Les tradipraticiens de Brazzaville ont attiré l'attention du gouvernement sur la nécessité de traduire dans les faits, de façon concrète, l'intégration de la médecine traditionnelle dans le système de santé publique. « Nous souhaitons que notre intégration soit accompagnée d'actes concrets et ne s'arrête pas que sur le papier », a déclaré le président de la fédération départementale de Brazzaville des tradipraticiens, Gilbert Mouanda. Cette déclaration a été rendue public à la clôture des journées thématiques sur la situation de la médecine traditionnelle au Congo organisées du 18 au 20 septembre a l'occasion de la 5ème journée africaine de la médecine africaine, placée sous le thème « Médicaments issus de la médecine traditionnelle dans la région africaine de l'OMS : recherche-développement ».

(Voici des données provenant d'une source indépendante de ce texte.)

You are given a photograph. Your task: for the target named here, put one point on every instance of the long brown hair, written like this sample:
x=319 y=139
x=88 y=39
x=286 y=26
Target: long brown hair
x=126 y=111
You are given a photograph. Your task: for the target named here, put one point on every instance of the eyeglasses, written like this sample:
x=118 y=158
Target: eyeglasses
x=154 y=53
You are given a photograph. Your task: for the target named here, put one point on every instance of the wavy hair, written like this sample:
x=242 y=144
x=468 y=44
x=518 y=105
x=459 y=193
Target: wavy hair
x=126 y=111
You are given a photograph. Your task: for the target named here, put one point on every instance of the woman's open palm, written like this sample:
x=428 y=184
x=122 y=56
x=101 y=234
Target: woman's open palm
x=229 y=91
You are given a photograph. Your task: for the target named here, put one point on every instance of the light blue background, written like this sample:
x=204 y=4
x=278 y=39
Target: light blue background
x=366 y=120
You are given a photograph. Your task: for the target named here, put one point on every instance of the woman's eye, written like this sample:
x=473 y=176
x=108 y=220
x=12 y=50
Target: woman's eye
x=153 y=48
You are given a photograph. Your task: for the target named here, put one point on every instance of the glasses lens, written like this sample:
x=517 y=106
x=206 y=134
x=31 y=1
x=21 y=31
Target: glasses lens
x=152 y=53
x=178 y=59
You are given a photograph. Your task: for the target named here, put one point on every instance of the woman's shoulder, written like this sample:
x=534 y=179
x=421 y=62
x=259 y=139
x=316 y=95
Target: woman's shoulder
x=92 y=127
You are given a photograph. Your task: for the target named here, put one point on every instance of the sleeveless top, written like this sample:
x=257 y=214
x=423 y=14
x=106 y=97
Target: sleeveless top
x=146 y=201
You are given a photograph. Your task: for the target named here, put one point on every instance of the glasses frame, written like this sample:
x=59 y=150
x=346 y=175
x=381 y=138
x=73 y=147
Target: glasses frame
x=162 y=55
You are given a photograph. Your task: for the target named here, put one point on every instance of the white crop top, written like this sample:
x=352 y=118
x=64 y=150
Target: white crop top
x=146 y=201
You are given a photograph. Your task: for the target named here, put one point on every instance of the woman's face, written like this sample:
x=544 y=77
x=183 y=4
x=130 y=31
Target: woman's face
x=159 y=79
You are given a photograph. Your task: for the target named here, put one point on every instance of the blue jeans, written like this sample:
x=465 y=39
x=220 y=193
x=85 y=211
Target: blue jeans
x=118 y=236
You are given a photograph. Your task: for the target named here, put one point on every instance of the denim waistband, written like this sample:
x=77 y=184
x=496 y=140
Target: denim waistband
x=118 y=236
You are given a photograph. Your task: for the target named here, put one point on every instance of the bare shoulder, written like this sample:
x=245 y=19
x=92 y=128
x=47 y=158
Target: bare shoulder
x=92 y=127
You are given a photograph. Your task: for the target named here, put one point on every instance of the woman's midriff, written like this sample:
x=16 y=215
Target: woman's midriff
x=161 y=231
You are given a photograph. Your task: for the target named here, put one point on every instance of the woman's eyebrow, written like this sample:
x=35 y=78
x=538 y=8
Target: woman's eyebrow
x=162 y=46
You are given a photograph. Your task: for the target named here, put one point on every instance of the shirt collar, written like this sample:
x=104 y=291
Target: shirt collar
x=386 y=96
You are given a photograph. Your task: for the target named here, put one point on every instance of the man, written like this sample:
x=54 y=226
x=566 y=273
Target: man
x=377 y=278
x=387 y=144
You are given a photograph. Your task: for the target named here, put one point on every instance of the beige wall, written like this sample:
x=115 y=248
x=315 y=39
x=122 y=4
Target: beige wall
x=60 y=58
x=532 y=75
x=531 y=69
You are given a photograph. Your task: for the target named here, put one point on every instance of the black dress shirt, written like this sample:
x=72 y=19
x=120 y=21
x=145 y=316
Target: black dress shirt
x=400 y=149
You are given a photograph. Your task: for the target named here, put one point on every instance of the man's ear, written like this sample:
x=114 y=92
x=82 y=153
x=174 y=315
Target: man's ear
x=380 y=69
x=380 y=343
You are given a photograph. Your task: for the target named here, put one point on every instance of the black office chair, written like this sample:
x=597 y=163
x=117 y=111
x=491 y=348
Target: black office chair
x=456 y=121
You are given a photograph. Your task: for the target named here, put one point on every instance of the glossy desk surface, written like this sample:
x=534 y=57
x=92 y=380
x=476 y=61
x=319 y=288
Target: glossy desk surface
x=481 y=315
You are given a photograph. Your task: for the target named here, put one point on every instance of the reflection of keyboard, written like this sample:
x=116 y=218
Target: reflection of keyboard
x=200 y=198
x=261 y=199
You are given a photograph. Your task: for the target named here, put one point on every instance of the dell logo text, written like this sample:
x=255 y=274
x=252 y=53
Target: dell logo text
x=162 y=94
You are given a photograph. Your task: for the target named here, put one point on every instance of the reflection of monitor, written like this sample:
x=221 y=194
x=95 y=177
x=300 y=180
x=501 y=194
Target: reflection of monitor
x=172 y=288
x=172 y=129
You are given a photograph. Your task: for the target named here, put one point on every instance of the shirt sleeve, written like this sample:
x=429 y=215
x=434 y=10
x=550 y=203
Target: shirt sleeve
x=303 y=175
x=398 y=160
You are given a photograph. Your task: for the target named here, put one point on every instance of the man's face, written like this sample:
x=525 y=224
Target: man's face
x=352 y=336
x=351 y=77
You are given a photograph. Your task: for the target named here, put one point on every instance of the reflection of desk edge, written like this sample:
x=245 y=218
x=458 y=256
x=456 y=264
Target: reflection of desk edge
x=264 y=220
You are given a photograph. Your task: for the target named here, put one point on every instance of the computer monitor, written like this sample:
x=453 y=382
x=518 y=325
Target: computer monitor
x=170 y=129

Les tradipraticiens constatent « une lenteur » des autorités dans la réglementation du secteur de la médecine traditionnelle bien que le gouvernement ait facilité en 2006 l'adoption des documents qui doivent normaliser leur profession.
« Notre cadre d'exercice et le code déontologique ont été adoptés depuis un an. Pourquoi ces documents ne sont-ils pas signés ? s'interrogent-ils. Ils permettront de séparer les vrais tradipraticiens des charlatans », rappellent-ils en demandant par ailleurs au gouvernement de terminer les travaux du Centre national de médecine traditionnelle, détruit en 1997 lors des conflits armés, dont « la réhabilitation avance à pas de caméléon ».

La 5e journée africaine de la médecine traditionnelle a permis aux tradipraticiens d'échanger avec les chercheurs de la médecine conventionnelle. Ils estiment qu'un « vrai » partenariat est désormais nécessaire entre ces deux pratiques au moment où les mérites de leurs sciences ne sont plus à démontrer.

« Nous aussi sommes des chercheurs car nous sommes détenteurs de brevets d'invention. Nous avons un rôle à jouer dans la société. Donnez-nous les moyens et vous serez satisfaits », martèlent t-ils dans leur déclaration.
Pour sa part, le gouvernement, représenté à la clôture de la Journée par le conseiller au développement social de la ministre de la santé, Urbain Batila Kissita, a réitéré son adhésion à la Décennie de la médecine traditionnelle 2001-2010.
C'est à ce titre, a poursuivi Urbain Batila Kissita, que le gouvernement a organisé des séminaires de formation à l'endroit des tradipraticiens et a adopté plusieurs documents réglementant la profession.

Batila Kissita a estimé que les débats issus de ces Journées permettront de fixer de nouvelles orientations pour organiser la profession.
L'objectif est que la médecine traditionnelle se développe, se valorise tout en établissant les preuves de son efficacité, son innocuité et de sa qualité, a indiqué par la suite le conseiller aux médicaments essentiels à l'OMS/Congo, Raymond Mankélé.
Pour lui, « la mise au point de médicaments traditionnels de qualité permettra non seulement d'améliorer l'accès aux médicaments essentiels mais aussi de développer des secteurs économiques générateurs d'emploi et de revenus ».

Les tradipraticiens ont, entre autres, recommandé au gouvernement d'établir une collaboration entre les différents partenaires travaillant dans la médecine traditionnelle et de créer un jardin botanique national.